Start With What You’re Naturally Good At
When students ask her how to find their PR niche, she often pushes back against two common narratives: hyper-specializing too early or unthinkingly chasing a passion.
“I would say that it’s neither one of those things,” she explained.
Instead, she encourages students to begin with a more grounded question: What are you naturally good at?
“All of us are born and develop these particular gifts,” she said. “Whether you’re a communicator and you have the gift of gab, whether you’re great at connecting people, whether you’re really strong with hyper-details and numbers — you should start your professional career doing what you’re good at.”
Rather than obsessing over weaknesses, she argues that students waste energy trying to fix areas that don’t come naturally to them.
“You’re going to spend so much time and energy trying to get good at something you’re not naturally good at — and that’s wasted time and effort.”

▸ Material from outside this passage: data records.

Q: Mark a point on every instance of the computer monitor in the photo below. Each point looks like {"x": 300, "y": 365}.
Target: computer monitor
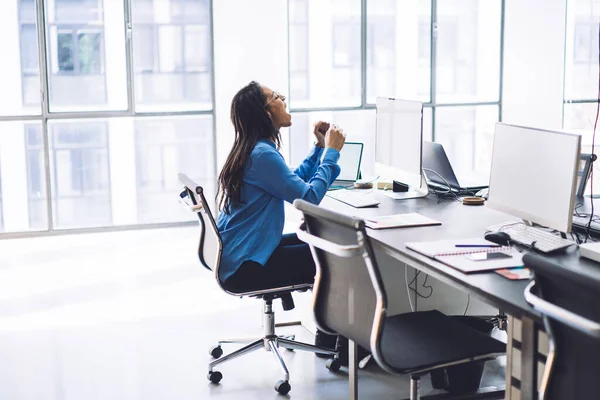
{"x": 534, "y": 175}
{"x": 399, "y": 141}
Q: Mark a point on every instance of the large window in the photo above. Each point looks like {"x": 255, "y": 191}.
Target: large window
{"x": 172, "y": 56}
{"x": 391, "y": 52}
{"x": 88, "y": 159}
{"x": 581, "y": 66}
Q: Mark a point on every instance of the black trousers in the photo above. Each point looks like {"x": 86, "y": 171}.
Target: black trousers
{"x": 290, "y": 264}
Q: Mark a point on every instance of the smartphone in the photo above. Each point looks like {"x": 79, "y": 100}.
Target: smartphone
{"x": 487, "y": 256}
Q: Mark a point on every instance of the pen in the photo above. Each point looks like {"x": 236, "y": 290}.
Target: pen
{"x": 477, "y": 245}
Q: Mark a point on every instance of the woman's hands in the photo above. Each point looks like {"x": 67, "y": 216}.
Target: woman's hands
{"x": 335, "y": 138}
{"x": 329, "y": 135}
{"x": 320, "y": 128}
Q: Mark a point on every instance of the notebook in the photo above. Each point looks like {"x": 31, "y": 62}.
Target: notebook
{"x": 400, "y": 221}
{"x": 462, "y": 259}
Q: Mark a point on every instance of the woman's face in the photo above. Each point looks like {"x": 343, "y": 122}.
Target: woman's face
{"x": 276, "y": 108}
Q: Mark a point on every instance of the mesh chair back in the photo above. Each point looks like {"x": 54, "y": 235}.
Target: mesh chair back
{"x": 349, "y": 297}
{"x": 210, "y": 246}
{"x": 573, "y": 324}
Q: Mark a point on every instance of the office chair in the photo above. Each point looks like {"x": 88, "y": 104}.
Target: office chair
{"x": 570, "y": 304}
{"x": 209, "y": 253}
{"x": 350, "y": 299}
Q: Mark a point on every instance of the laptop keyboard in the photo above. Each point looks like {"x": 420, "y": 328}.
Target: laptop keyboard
{"x": 527, "y": 235}
{"x": 353, "y": 198}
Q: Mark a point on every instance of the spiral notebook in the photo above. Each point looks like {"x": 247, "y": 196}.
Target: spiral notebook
{"x": 445, "y": 251}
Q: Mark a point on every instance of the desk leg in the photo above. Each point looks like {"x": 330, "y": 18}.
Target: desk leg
{"x": 529, "y": 348}
{"x": 353, "y": 369}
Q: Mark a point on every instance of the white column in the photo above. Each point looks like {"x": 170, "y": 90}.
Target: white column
{"x": 123, "y": 183}
{"x": 11, "y": 101}
{"x": 13, "y": 167}
{"x": 246, "y": 49}
{"x": 534, "y": 62}
{"x": 115, "y": 58}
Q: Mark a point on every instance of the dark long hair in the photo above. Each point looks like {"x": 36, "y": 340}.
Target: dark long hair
{"x": 251, "y": 123}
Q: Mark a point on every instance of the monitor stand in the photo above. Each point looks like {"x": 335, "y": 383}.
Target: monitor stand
{"x": 413, "y": 193}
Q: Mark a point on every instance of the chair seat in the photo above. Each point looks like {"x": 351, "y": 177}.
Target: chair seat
{"x": 423, "y": 341}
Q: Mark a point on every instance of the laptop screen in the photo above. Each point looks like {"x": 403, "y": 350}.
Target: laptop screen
{"x": 349, "y": 162}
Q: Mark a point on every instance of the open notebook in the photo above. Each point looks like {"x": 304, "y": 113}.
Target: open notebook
{"x": 468, "y": 259}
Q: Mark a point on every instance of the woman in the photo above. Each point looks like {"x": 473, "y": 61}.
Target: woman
{"x": 254, "y": 183}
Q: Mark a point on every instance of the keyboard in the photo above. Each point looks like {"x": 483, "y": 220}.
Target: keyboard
{"x": 520, "y": 233}
{"x": 353, "y": 198}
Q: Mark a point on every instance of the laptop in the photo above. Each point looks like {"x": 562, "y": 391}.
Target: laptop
{"x": 349, "y": 162}
{"x": 435, "y": 159}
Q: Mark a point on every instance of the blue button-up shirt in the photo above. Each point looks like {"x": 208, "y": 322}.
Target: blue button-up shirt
{"x": 253, "y": 228}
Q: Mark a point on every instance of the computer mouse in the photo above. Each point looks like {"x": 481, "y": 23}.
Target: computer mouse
{"x": 482, "y": 193}
{"x": 500, "y": 238}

Her advice? Lean into your strengths and find collaborators who complement your weaknesses. Invest in finding a niche you excel in; everyone has an area in which they can excel, which is the beauty of the team setting in PR.
“Partner with someone whose strength is your weakness,” she said. “That’s the perfect work bestie.”
Experience Is the Best Teacher
Perhaps the strongest theme in her advice is the value of experiential learning.
“Words don’t teach. Experience teaches.”
She recalls once believing she wanted to become a television news anchor. The role looked exciting — the on-camera presence, the storytelling, the adrenaline. But when she secured an internship at an ABC affiliate running teleprompters and cameras, her perspective shifted dramatically.
“I learned in one semester that being an anchor is not what I wanted to do,” she said. “I would never have known that if I didn’t have that internship experience.”
For PR students, this means trying different sectors and environments before committing to a niche. Agency, corporate, nonprofit, government, and higher education — each offers a different rhythm and skill set.
Your Network Is Part of Your Niche
While technical skills and internships matter, relationships ultimately shape career trajectories.
“It’s really, really important to build your network,” Frantom emphasized.
She recently helped a former co-op student land a full-time agency position after a principal called to request recommendations.
“When the agency called and said, ‘Do you know anybody good?’ I said, ‘I know exactly who to send you.”
That referral turned into a job offer.
In public relations — a field built on communication and connection — your network is not separate from your niche. It is part of it.
Readiness Over Certainty
For students worried about mapping out every step, these women’s careers serve as reassurance.
Finding your PR niche, she suggests, is less about locking yourself into a specialization at 21— and more about discovering where your strengths, experience, technology, and network intersect.
“You never know what opportunities are going to come up,” she said. “But if you’re ready — and you know what you’re good at — you’ll recognize them when they do.”